Médecines douces: les assureurs font la loi
THÉRAPIES ALTERNATIVES Quand l’assurance de base ne rembourse pas un soin, les complémentaires peuvent venir à la rescousse. A des conditions strictes et parfois très opaques.
Mieux vaut se renseigner avant de franchir le seuil d’un acupuncteur ou d’un naturopathe. En Suisse, le remboursement des médecines douces ne va pas de soi, c’est le moins que l’on puisse dire. Il existe dans notre pays plus de 200 méthodes de soins pratiquées par 25 000 thérapeutes et plus de 50 caisses maladie. Si Berne a clarifié les règles pour l’assurance de base, les pratiques des complémentaires relèvent plutôt de la cacophonie.
Depuis 2012, l’assurance obligatoire rembourse ainsi la médecine anthroposophique, la médecine traditionnelle chinoise (dont l’acupuncture), l’homéopathie et la phytothérapie. Seules les consultations auprès de médecins titulaires d’un diplôme fédéral et spécialisés dans la discipline concernée sont prises en compte.
Chez ces praticiens, les règles sont les mêmes que pour toute consultation: la facture est soumise à la franchise choisie par le patient (entre 300 fr. et 2500 fr.) La participation s’élève à 10% jusqu’à ce que la quote-part annuelle de 700 fr. soit atteinte.
Si un acupuncteur ne remplit pas ces conditions, le patient devra se tourner vers une police complémentaire pour être remboursé. Les conditions de remboursement dépendent alors de chaque assureur.
Des règles opaques
Première précaution: vérifier que la compagnie reconnaisse la thérapie souhaitée. Ainsi, la CSS inclut le hatha-yoga dans ses prestations, mais pas l’étiopathie. Cette thérapie est, en revanche, reconnue par Visana… qui ne rembourse pas les cours de yoga. L’acupuncture (pratiquée par un thérapeute et non par un médecin) ou l’ostéopathie sont en revanche prises en charge par la plupart des assureurs.

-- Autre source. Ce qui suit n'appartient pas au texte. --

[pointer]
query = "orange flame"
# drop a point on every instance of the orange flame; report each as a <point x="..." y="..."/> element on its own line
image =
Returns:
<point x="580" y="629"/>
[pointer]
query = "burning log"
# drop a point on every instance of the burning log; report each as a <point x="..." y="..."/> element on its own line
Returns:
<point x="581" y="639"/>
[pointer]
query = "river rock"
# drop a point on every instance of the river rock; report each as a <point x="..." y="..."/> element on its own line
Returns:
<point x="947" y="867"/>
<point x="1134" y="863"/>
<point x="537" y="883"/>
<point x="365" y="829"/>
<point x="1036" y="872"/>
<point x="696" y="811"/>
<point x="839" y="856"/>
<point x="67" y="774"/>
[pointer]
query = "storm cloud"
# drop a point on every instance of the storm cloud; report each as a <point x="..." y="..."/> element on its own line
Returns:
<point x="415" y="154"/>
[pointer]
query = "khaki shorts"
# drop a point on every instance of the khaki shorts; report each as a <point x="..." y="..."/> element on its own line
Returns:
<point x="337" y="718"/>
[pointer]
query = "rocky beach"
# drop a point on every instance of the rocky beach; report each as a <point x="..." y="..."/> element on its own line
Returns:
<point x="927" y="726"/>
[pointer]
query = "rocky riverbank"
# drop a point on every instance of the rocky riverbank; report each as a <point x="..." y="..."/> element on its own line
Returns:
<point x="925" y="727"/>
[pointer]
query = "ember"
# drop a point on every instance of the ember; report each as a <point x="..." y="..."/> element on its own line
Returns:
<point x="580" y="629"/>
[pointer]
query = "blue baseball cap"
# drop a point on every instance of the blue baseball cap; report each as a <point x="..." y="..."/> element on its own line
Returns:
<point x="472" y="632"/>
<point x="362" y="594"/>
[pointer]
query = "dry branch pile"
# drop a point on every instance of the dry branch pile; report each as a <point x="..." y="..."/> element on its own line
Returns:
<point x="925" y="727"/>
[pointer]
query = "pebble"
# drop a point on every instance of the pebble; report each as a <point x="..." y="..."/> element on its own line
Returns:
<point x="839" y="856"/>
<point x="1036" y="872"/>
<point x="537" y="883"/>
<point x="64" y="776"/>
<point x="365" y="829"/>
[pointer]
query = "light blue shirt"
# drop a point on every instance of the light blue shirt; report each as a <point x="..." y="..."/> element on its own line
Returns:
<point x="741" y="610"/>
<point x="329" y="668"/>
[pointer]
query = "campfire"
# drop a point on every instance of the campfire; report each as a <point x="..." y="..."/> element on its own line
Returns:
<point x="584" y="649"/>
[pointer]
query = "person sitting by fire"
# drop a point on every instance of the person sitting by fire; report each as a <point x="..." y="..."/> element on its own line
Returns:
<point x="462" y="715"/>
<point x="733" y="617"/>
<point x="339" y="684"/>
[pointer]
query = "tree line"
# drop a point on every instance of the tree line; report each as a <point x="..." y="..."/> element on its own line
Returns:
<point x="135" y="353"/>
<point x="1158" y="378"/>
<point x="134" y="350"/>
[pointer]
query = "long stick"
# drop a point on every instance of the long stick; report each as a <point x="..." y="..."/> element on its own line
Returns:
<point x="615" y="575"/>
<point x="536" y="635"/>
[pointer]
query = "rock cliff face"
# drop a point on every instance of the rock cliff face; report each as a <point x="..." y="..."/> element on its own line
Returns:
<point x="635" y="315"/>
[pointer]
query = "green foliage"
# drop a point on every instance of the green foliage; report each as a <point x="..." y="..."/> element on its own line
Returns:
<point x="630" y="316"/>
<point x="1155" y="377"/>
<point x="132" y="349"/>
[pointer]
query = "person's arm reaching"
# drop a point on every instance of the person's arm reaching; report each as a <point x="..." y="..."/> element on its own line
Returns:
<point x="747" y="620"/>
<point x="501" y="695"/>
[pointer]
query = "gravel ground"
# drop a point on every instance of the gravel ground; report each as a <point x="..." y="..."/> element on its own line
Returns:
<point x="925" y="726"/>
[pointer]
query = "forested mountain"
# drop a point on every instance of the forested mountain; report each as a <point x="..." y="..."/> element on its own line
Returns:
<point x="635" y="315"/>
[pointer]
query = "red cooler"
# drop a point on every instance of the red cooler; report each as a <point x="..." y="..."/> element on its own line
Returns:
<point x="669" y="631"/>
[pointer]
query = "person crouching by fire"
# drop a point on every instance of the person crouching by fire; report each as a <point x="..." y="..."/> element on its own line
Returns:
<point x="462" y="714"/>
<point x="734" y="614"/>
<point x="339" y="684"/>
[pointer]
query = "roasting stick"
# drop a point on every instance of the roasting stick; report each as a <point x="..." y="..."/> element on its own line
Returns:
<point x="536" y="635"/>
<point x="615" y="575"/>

La liste est généralement publiée sur le site internet des caisses (Assura, CSS, EGK, Helsana, ÖKK, Sanitas, Swica, Visana). Groupe Mutuel ne divulgue pas ces informations, mais s’engage à répondre dans les quatre jours.
Deuxième étape: faire valider le choix du thérapeute. Une compagnie qui approuve la naturopathie ne donne pas pour autant un chèque en blanc à tous ceux qui la pratiquent. La plupart des assureurs reconnaissent les prestataires figurant au Registre des médecines empiriques (RME) ou à la Fondation suisse pour les médecines complémentaires (ASCA). Groupe Mutuel, Swica et Sanitas admettent les deux, alors que Visana et EGK ont élaboré leurs propres systèmes d’évaluation.
Participation limitée
Reste enfin à mettre, quand même, la main au porte-monnaie. La couverture varie entre 75% et 90% des coûts, selon les assureurs. Swica a fixé un forfait horaire maximal de 80 fr. et une franchise annuelle de 600 fr. Et c’est sans parler du plafond annuel qui varie selon les caisses et les formules choisies entre 1000 fr. et 10 000 fr.
Avant de contracter une telle complémentaire, on réfléchira àses besoins. Vaut-il la peine de payer la prime pour deux rendez-vous annuels chez l’ostéopathe? On ne résiliera néanmoins pas la police sans mûre réflexion et avant d’être sûr d’être accepté par une autre compagnie. Ce qui, au-delà d’un certain âge, ne va pas de soi.